Armstrong et al.	Retrospective analysis	Symptomatic	629	ASA monotherapy, DAPT <3 months, DAPT >3 months	First development of a MALE (composite of repeat endovascular or surgical revascularization, acute vessel thrombosis, or amputation of the target limb)	Similar rates of MALEs, higher rates of MACEs in patients prescribed >3 months of DAPT^b	Similar bleeding rates among DAPT groups

RCT, randomized controlled trial; ASA, aspirin; QD, once a day; DAPT, dual antiplatelet therapy; TLR, target lesion revascularization; ABI, ankle–brachial index; SAE, serious adverse events; MALEs, major adverse limb events; MACEs, major adverse cardiovascular events.

This was a secondary endpoint of the trial.

More patients in the DAPT >3 months cohort had coronary artery disease.

Anticoagulant therapy in PAD

In addition to having a higher proportion of activated platelets, patients with PAD have increased levels of circulating tissue factor, exaggerated thrombin production and diminished fibrinolytic potential when compared to healthy controls, consistent with an underlying prothrombotic state.^62–64 Oral anticoagulants have long been incorporated into the treatment of patients with PAD despite conflicting data with regard to efficacy and safety.

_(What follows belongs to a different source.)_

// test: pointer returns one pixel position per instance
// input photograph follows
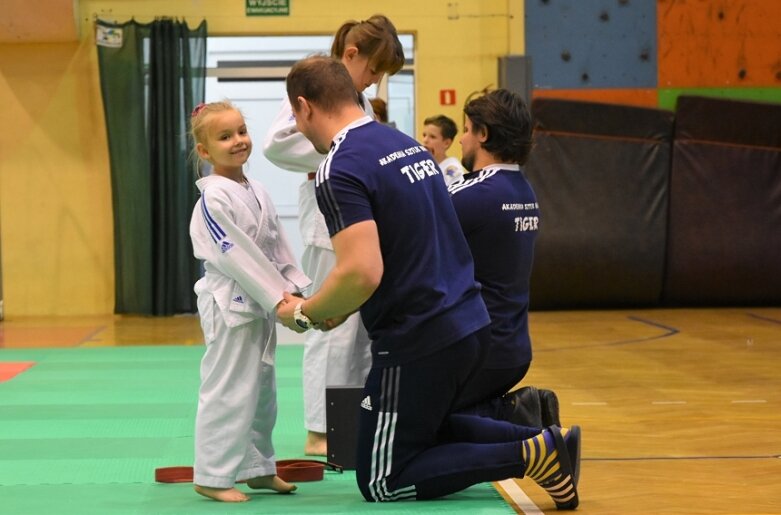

The role of oral anticoagulant therapy in preventing adverse cardiovascular events in patients with PAD was evaluated in the Warfarin Antiplatelet Vascular Evaluation (WAVE) study.⁶⁵ This randomized controlled trial compared combination therapy with warfarin and an antiplatelet agent to an antiplatelet agent alone in patients with PAD. PAD was defined as symptomatic atherosclerosis of the arteries of the lower extremities, the carotid arteries or the subclavian arteries. Patients with lower extremity atherosclerosis were included if they had intermittent claudication, rest pain, non-healing gangrenous ulcers or previous amputation. A total of 2161 patients were enrolled with a mean duration of follow-up of 35 months. The primary endpoint was a composite of MI, stroke or death from cardiovascular causes. There was no significant difference between treatment groups in the occurrence of the primary endpoint (12.2% in the combination therapy group vs 13.3% in the antiplatelet monotherapy group; HR 0.92, 95% CI 0.73 to 1.16; p = 0.48). Furthermore, the secondary composite endpoint of MI, stroke, severe ischemia of the coronary or peripheral arteries or death from cardiovascular causes did not differ significantly between treatment groups (15.9% in the combination therapy group vs 17.4% in the antiplatelet monotherapy group; HR 0.91, 95% CI 0.74 to 1.12; p = 0.37). Despite the exclusion of patients with known risk factors for bleeding, rates of life-threatening bleeding (4.0% vs 1.2%; HR 3.41, 95% CI 1.84 to 6.36; p < 0.001) and moderate bleeding (2.9% vs 1.0%; HR 2.82, 95% CI 1.43 to 5.58; p = 0.002) were increased in the combination therapy group.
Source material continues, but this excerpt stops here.